The approach has several benefits:
* It solves the two fundamental issues of the JS object, mentioned
above.
* It does not require "public" (unminifiable) property names for
the features; since there is no JS object spec, we can consistently
minify those members.
* Several methods that were given an *intrinsic* treatment by the
optimizer now fall, more naturally, under regular folding of
operations.
---
Since we are changing the spec anyway, we use the opportunity to
switch what is primitive about `Array.newInstance`. Previously, the
overload with multiple dimensions was primitive, and the one with a
single dimension delegated to it.
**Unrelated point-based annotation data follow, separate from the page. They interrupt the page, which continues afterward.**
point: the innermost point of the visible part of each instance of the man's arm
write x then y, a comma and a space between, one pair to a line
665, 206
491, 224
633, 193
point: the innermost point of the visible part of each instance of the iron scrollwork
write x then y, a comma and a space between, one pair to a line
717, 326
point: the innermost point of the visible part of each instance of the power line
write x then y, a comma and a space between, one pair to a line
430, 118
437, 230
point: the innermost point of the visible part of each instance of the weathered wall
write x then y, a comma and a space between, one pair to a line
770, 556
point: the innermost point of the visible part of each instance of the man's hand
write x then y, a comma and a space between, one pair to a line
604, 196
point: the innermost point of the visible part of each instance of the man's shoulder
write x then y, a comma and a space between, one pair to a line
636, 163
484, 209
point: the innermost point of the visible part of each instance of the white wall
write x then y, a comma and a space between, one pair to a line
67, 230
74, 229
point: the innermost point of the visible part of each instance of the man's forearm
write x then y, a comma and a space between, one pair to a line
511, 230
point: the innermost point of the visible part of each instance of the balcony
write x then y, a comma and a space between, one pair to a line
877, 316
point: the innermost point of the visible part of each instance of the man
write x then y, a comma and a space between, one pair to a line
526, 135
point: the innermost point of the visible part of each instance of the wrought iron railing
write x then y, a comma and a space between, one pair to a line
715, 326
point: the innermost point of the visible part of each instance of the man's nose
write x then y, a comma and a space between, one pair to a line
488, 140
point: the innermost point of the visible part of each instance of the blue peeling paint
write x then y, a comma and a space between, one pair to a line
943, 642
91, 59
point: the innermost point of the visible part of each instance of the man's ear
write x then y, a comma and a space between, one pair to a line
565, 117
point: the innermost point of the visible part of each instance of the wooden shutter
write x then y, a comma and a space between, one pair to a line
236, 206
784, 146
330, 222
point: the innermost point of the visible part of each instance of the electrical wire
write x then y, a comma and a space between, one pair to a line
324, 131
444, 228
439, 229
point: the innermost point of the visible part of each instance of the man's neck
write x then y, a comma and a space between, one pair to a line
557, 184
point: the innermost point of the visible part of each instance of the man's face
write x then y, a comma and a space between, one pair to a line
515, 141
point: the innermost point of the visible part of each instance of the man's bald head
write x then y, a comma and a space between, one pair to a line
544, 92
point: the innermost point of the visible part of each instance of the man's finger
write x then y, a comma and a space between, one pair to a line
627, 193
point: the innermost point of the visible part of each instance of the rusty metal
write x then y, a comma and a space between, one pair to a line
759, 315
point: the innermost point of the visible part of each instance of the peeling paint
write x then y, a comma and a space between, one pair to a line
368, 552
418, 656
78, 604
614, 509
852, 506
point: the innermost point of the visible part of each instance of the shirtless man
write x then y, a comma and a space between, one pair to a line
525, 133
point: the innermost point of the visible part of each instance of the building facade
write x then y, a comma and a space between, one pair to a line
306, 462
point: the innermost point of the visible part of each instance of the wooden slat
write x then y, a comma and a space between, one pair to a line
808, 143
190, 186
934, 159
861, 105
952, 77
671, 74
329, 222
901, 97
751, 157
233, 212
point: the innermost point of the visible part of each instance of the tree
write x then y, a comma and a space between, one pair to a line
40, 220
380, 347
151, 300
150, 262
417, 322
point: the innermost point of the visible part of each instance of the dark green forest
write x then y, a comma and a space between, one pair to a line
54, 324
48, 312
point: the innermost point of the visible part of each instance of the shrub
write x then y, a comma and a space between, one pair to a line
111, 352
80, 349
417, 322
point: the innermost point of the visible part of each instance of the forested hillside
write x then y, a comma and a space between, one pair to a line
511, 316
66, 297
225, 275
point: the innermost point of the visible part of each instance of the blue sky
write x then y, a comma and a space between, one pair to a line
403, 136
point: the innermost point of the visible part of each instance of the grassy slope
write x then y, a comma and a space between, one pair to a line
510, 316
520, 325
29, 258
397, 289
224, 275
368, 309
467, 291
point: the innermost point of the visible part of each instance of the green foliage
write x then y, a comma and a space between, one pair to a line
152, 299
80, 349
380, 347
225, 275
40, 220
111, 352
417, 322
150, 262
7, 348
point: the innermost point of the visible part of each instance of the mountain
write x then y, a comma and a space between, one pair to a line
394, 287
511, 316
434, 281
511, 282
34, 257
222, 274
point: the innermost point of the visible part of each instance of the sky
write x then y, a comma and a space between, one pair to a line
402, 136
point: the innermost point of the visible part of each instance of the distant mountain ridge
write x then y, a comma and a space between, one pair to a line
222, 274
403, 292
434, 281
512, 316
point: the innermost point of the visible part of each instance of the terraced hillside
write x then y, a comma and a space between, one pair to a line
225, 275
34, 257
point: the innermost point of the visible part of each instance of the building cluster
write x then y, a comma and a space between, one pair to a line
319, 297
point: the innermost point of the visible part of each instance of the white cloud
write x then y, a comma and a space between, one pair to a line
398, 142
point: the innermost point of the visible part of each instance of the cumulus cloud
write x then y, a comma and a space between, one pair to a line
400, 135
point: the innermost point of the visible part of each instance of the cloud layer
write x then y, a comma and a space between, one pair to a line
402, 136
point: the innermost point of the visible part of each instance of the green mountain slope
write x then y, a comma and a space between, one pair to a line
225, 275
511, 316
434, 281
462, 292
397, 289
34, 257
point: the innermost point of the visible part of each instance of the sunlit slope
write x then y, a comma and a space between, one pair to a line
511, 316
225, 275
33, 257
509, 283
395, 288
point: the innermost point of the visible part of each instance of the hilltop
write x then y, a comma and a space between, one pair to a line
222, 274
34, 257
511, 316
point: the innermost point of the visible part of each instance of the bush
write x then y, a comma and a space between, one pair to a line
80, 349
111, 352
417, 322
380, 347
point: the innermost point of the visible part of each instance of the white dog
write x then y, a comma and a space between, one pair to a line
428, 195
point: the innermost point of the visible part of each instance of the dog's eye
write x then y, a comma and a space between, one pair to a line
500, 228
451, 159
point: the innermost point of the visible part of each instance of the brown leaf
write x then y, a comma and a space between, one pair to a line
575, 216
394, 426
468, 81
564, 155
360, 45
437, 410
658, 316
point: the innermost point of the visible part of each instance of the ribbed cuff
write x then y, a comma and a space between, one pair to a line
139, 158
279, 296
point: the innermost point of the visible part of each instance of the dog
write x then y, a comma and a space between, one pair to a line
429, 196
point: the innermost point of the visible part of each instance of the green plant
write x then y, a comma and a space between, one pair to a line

This was a waste, since usages of
the multi-dimensional overload are basically non-existent otherwise.
Similarly, the `NewArray` node was designed for multiple dimensions,
and the single dimension was a special case.
We now make the one-dimensional operations the only primitives.
We implement the multi-dimensional overload of `newInstance` in
terms of the other one. We also use that overload as a replacement
for multi-dimensional `NewArray` nodes. This simplifies the treatment
in the linker, and produces shorter and more efficient code at the
end of the day.
---
The change of approach comes with a non-negligible cost for backward
compatibility. It is entirely done using deserialization hacks. The
most glaring issue is the synthesization of the multi-dimensional
overload of `Array.newInstance`.
In this commit, we do not change the library/compiler yet, so that
we can exercise the deserialization hacks.